David replies: Competitiveness is a very common trait in both boys and girls. We often expect boys to be competitive, and so, we can be caught a little unawares when girls show equivalent levels of competitiveness.

Perhaps your daughter's competitiveness is a particular challenge for you. If it is, it may be the unconscious block to knowing how to help her. Every child has different qualities and a different temperament. We can click with some of those and we can clash with others. We can feel more comfortable dealing with some of the developmental phases they go through, than others. This might just be a particularly difficult period for you with your daughter.

Within families, the competition between siblings is often to try to get approval, notice, attention or even just time with parents. So, your daughter's competitiveness at home with her sisters, or even in school, is not in the least surprising, nor, necessarily, problematic.

Children also may feel that there are certain things that are expected of them, by friends, family, teachers, sports coaches and so on.

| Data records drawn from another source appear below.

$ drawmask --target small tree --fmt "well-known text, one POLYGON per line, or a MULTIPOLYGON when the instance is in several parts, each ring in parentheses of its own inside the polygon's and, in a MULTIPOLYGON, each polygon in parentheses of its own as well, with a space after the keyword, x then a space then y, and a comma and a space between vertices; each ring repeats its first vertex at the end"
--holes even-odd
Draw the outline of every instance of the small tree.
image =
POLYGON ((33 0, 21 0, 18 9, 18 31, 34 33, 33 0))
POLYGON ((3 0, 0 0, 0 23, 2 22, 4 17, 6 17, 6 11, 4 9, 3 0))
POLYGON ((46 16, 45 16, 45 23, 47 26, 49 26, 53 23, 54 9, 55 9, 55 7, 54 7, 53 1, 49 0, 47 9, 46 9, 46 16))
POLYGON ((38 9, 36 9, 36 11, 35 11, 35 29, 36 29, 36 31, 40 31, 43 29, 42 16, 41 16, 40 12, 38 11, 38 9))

They can worry about letting those other people down, or can worry that they will lose other people's approval if they don't meet the standards that they feel the other person has for them.

Your daughter has described almost exactly this scenario with the other child who got picked for the quiz team. Your daughter's desire to be on the team, and her sense of injustice that she didn't get picked, spurred her to create the lie that she was picked. Her lie was, in many ways, a wish-fulfilment fantasy. Her lie may also have been a form of protection for her, such that you will feel proud of her and approve of her.

So, even if she wasn't competitive, she may have lied. I think parents often get distressed by lies, because they see it as some kind of moral failing in their children, and perhaps a poor reflection on their own parenting. At your daughter's age, I don't see it as either. I see it as a rational response, from a child, to a situation where they perceive there'd be some bad outcome if they told the truth.

So, rather than getting too hung up, or concerned, about her lying "so blatantly or so seamlessly", I think you might be better to focus on her self-esteem.

It may be that she only feels she is "good enough" when she is "better" than someone else. She may only be able to value her own skills, abilities and talents, with reference to others.

Helping her to value these things intrinsically, without comparison to others, may be a challenge, but it will pay dividends for her and for you. Drawing her awareness to any comparisons (explicit or implicit) that she makes is the first step. Then, you can acknowledge the positive and the good in what she has done and remind her that she can feel good about that, irrespective of what anyone else is doing, or has achieved.